Feci un respiro profondo. Cavoli, l'avevo scampata bella! Avevo una voglia assurda di abbracciare Gwen, ma mi trattenni, anche perché in quel momento Amber cercava di avere l'attenzione della madre per raccortarle la giornata e contemporaneamente prendersi un pezzo di pizza senza farsi notare. Assurdo.

La cena fu veloce e presto Gwen mandò a letto la bambina, che si lamentava ma era visibilmente stanca. Noi due ci posizionammo in salotto e ci guardammo per qualche secondo.

« ...Seriamente: Dave? È il nome più orribile che abbia mai sentito! » dissi a un certo punto, per rompere il ghiaccio.

Lei sbuffò « Provaci tu a trovare un nome migliore sotto pressione. »

La guardai di nuovo, serio « Immagino che anche tu abbia parecchie domande in mente. » Lei annuì, nervosa.

Eravamo al punto di non ritorno. Per tutti i sei anni passati avevo sperato che lei mi pensasse ogni tanto, come io avevo pensato a lei, anche se io pensavo a lei ogni giorno.

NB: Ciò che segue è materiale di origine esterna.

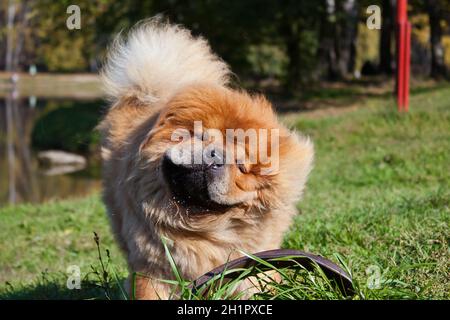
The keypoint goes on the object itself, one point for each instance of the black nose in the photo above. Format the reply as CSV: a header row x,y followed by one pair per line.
x,y
189,182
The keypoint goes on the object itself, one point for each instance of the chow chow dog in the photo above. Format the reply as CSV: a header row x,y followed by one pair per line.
x,y
172,104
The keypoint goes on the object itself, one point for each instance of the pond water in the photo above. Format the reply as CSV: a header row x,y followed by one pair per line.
x,y
31,125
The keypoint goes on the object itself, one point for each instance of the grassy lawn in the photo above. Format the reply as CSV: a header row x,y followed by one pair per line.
x,y
378,197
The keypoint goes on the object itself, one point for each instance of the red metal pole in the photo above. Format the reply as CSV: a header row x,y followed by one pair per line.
x,y
407,66
403,55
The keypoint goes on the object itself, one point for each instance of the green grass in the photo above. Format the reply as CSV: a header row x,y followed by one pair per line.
x,y
378,197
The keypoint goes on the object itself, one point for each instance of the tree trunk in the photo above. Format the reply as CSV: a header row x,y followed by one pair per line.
x,y
387,30
291,33
438,68
11,11
342,56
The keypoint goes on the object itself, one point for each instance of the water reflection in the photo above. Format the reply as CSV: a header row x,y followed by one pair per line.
x,y
22,179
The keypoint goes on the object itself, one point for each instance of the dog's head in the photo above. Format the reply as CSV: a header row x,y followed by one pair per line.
x,y
214,151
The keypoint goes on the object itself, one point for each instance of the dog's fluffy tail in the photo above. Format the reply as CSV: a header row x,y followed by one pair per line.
x,y
156,59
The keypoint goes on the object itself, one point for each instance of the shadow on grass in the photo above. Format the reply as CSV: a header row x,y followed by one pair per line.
x,y
55,289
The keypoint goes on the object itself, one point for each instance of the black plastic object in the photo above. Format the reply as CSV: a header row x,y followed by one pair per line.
x,y
275,258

L'illusione che mi ero creato probabilmente sarebbe andata in frantumi visto che lei aveva avuto sicuramente una felice vita matrimoniale insieme a Trent (a proposito, non le avevo nemmeno chiesto se erano effettivamente sposati) e non c'era motivo di pensare a un idiota bastardo come me.

Sospirai « Ok, inizio io. ».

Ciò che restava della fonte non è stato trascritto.